Gus and his parents are also on holiday in Florence. Their lives have already changed suddenly and dramatically. Gus tries to be a dutiful son, but longs to escape and discover what sort of person he is going to be.
For one day, the paths of an eighteen-year-old girl and boy criss-cross before they each return to England.
Over the course of the next sixteen years, life and love will offer them very different challenges. Separated by distance and fate, there's no way the two of them are ever going to meet each other properly . . . or is there?

Miss You by Kate Eberlen was published by Mantle / Pan Macmillan in hardback on 11 August 2016 and is the author's debut novel.

Oh my goodness! Kate Eberlen swept me up, introduced me to Tess and Gus, involved me in every aspect of their lives, made me love them, had me crying with them and left me bereft as I closed the book and left them behind.

It's been a long time since I fell so in love with two lead characters. Quite often I'll be fond of one character whilst feeling a little bit meh about the other, but Tess and Gus are both divine. I adore them.

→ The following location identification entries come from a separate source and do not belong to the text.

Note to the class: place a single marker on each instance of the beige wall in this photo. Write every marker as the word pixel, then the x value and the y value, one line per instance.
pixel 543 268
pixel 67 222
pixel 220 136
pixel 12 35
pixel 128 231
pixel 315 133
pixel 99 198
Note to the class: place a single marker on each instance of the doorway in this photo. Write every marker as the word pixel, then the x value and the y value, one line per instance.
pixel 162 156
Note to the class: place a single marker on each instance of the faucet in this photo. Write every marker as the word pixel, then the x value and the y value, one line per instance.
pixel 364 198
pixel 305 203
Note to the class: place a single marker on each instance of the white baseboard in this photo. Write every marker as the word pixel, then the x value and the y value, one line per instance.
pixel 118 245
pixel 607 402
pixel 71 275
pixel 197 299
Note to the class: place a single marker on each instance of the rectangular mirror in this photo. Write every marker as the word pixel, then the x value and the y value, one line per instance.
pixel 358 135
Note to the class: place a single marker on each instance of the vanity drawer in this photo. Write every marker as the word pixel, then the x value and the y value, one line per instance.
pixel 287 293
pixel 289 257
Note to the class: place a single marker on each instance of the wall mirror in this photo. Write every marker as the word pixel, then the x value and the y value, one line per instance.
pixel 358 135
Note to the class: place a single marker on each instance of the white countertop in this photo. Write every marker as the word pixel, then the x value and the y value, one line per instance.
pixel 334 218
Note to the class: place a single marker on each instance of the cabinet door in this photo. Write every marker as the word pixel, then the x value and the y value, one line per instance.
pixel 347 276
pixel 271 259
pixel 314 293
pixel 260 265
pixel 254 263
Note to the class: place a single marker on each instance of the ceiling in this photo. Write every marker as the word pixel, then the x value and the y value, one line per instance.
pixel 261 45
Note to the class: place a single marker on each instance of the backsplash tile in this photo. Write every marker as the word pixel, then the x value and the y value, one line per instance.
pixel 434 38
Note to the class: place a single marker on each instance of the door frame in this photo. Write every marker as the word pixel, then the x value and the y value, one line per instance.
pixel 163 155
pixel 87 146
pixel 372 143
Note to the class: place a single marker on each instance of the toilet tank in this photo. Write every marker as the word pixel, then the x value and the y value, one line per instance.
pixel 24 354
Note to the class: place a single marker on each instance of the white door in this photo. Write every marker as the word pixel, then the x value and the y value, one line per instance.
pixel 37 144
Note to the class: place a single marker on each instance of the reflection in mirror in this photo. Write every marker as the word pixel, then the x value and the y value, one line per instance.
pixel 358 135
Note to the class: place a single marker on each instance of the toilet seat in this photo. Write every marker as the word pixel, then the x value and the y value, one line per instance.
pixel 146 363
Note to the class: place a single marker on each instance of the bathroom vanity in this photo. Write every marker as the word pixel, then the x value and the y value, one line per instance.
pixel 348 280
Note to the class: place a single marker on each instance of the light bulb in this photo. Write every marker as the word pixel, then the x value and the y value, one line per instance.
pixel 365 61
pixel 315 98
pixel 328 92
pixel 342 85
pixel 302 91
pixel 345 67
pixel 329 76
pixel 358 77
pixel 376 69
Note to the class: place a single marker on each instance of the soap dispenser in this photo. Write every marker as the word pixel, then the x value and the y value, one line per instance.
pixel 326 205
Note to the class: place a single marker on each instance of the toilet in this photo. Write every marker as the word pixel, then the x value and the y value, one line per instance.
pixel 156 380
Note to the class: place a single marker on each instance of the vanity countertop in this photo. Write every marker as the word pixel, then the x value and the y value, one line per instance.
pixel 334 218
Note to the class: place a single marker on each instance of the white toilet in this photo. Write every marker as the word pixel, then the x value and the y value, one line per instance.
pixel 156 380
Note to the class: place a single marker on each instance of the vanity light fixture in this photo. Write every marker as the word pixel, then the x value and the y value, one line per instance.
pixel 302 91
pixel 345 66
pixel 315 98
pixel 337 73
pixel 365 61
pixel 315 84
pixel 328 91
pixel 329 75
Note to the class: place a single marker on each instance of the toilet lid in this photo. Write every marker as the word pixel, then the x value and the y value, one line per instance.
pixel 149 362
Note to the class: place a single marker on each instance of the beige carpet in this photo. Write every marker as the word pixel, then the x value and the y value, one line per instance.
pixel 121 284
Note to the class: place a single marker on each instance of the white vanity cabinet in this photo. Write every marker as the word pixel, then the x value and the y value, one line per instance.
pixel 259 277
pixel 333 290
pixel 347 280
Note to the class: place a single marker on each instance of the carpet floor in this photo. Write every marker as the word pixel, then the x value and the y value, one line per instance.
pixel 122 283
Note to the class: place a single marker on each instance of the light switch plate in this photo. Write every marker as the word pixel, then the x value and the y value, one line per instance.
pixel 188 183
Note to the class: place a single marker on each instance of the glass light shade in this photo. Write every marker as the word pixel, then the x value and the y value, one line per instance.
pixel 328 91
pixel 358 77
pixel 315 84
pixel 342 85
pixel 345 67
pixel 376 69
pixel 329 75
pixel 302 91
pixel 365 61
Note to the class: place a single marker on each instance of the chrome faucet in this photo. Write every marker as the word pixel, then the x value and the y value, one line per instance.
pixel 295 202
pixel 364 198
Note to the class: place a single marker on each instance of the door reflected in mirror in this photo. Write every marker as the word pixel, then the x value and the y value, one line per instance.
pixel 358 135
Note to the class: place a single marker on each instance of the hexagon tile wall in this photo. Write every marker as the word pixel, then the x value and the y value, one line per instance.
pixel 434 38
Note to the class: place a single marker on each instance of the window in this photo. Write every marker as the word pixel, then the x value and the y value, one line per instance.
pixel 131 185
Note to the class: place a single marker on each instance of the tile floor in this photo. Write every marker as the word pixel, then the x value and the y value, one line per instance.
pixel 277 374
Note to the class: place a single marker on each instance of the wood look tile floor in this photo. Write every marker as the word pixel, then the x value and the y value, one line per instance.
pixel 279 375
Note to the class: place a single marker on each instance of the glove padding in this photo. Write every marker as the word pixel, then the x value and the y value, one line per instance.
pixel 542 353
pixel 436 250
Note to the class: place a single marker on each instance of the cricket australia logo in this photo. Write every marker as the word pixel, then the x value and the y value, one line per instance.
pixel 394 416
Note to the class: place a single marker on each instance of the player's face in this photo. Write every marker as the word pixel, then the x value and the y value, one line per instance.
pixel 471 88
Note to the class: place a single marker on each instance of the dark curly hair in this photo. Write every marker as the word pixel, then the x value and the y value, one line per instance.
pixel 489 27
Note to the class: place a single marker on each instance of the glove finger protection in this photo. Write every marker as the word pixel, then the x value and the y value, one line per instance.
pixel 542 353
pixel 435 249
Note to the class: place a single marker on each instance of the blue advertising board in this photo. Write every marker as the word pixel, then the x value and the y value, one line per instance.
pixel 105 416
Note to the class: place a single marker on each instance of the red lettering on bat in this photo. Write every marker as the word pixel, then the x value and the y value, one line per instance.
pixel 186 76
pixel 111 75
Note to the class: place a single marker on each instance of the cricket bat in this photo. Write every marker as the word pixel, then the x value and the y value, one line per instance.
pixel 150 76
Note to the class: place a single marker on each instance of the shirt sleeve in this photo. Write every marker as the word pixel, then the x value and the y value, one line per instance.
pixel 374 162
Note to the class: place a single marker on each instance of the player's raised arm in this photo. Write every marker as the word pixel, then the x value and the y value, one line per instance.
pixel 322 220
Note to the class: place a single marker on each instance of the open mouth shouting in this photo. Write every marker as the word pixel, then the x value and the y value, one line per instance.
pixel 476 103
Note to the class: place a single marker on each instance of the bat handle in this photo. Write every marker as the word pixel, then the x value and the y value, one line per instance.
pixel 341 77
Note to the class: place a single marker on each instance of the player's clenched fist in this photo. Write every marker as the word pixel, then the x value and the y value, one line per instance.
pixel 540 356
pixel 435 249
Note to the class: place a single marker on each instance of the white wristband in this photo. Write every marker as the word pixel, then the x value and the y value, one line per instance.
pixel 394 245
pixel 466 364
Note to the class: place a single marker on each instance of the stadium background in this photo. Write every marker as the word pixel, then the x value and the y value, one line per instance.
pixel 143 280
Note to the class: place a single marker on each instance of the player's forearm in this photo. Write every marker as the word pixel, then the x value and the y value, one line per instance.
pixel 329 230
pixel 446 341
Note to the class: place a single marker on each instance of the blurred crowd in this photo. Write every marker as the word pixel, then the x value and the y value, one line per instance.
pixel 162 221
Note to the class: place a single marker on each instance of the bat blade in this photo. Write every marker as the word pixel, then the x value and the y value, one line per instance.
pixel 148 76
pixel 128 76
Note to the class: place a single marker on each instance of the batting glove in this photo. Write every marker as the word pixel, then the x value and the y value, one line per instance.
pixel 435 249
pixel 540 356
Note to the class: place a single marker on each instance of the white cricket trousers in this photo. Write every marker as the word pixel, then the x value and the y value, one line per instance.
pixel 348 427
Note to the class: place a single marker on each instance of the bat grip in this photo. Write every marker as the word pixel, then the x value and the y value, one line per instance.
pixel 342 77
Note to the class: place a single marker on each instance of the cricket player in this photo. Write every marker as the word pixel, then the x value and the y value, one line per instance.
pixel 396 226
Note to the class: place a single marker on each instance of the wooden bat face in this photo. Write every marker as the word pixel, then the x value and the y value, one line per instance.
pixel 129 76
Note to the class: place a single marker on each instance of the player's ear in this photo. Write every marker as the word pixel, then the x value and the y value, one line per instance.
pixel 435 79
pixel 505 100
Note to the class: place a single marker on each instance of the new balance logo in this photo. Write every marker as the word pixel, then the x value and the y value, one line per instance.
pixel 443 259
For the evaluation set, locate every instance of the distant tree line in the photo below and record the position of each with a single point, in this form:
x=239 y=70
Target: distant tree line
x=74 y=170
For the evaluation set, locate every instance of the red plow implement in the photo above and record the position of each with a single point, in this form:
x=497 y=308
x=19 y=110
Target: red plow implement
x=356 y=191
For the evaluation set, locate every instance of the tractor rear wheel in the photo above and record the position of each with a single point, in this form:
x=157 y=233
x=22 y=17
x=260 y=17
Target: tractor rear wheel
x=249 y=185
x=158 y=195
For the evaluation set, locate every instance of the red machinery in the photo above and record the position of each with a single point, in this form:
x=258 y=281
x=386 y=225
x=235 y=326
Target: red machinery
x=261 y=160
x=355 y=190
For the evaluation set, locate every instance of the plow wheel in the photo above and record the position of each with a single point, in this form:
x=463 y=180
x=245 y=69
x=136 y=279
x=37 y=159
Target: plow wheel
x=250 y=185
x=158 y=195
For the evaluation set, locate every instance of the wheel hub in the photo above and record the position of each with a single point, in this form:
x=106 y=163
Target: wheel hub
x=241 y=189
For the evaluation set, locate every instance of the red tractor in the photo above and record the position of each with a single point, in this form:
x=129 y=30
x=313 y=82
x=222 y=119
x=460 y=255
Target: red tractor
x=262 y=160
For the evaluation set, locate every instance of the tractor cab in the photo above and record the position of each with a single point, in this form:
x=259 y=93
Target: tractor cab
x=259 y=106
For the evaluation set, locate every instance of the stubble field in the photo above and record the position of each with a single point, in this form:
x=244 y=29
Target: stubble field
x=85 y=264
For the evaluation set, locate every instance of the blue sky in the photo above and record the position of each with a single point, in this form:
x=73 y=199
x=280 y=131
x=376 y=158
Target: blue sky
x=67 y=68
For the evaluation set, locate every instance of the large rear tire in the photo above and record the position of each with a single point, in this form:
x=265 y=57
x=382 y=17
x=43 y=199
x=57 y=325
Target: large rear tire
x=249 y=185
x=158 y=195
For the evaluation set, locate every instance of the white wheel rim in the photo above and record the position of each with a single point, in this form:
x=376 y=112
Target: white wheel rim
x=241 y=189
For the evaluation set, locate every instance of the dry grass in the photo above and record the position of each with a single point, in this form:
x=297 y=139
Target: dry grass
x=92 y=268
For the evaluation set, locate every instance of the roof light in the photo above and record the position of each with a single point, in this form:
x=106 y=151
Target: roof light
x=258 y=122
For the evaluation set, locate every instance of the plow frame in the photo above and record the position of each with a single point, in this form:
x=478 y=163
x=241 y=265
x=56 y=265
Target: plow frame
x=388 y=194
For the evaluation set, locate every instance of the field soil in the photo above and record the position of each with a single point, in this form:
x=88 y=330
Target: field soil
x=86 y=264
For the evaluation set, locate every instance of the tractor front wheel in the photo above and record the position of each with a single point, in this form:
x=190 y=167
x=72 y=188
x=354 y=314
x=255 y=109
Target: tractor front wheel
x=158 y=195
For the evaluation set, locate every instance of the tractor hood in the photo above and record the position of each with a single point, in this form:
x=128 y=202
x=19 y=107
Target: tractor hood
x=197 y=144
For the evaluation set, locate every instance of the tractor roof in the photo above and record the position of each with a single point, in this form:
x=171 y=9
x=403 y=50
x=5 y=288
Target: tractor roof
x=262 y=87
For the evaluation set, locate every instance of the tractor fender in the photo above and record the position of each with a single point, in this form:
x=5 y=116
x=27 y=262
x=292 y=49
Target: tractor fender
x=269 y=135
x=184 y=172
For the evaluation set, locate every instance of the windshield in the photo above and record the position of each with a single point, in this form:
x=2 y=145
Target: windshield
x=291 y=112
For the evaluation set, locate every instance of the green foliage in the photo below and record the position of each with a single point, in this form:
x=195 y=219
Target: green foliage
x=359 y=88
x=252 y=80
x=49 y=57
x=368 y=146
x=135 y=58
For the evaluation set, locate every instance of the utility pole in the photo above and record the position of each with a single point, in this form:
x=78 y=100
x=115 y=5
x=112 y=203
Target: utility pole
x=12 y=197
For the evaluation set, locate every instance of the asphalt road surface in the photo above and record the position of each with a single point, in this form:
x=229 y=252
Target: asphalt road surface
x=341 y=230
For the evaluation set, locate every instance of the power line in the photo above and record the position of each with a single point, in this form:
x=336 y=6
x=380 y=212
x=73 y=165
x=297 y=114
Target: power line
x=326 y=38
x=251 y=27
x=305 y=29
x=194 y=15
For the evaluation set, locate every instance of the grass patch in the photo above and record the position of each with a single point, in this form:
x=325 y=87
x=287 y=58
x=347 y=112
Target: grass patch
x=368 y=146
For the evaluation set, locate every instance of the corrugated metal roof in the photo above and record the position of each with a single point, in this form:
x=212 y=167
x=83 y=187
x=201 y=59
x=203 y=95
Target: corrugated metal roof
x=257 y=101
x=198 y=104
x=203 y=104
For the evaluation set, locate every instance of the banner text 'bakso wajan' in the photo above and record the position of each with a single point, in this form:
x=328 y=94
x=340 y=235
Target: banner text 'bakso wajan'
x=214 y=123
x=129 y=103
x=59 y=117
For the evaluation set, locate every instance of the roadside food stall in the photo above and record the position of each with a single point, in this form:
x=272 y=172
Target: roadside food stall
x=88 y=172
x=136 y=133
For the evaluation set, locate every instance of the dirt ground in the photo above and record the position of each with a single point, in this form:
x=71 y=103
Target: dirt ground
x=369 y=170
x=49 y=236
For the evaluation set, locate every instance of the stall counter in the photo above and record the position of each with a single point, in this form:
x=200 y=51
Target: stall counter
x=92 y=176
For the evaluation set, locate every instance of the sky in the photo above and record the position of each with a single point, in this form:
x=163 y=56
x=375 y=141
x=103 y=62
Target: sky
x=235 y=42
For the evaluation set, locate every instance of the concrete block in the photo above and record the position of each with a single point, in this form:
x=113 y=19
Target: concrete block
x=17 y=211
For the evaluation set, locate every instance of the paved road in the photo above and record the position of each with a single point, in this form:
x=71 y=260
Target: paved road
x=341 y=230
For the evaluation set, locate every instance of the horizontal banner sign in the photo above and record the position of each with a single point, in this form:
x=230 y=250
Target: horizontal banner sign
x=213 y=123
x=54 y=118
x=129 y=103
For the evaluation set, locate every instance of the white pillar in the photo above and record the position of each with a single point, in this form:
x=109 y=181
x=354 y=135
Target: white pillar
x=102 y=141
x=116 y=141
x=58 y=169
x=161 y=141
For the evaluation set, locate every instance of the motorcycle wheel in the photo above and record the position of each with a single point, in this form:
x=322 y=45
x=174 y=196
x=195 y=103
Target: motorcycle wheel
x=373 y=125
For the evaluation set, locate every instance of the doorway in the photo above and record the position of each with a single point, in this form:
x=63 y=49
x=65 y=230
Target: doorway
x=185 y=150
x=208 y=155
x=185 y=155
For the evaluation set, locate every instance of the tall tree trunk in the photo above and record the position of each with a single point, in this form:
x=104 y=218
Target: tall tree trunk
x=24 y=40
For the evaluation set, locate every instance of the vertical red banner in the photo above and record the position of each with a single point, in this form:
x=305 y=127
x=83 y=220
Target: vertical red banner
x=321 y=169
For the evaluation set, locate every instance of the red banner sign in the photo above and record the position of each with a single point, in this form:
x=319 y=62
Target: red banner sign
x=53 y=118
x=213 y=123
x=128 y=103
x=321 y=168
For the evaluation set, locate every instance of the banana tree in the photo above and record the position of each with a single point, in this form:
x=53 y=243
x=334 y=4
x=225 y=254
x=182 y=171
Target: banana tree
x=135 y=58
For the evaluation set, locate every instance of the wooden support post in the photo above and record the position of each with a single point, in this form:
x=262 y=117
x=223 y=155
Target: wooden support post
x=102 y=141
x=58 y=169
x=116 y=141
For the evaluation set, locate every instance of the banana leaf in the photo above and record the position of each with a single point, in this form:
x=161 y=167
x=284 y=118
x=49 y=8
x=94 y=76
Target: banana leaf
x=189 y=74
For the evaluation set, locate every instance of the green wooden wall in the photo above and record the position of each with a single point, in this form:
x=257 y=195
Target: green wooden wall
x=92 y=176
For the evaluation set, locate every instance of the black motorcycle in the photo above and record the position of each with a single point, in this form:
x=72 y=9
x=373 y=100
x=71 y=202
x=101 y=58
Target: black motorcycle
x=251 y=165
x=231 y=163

We meet Tess and Gus in Florence in 1997, they are there, separately, on holiday. Tess is interrailing with her best friend whilst Gus is, not very enthusiastically, accompanying his parents. The reader meets them and they briefly meet each other.
Tess has achieved the grades that she needs to go to university and Gus is about to begin his medical training, both of them are apprehensive, but determined for their future. Gus desperately wants to break away from parents that are grief stricken whilst Tess is determined to leave behind the small town that does nothing to inspire her and to live the dream in London.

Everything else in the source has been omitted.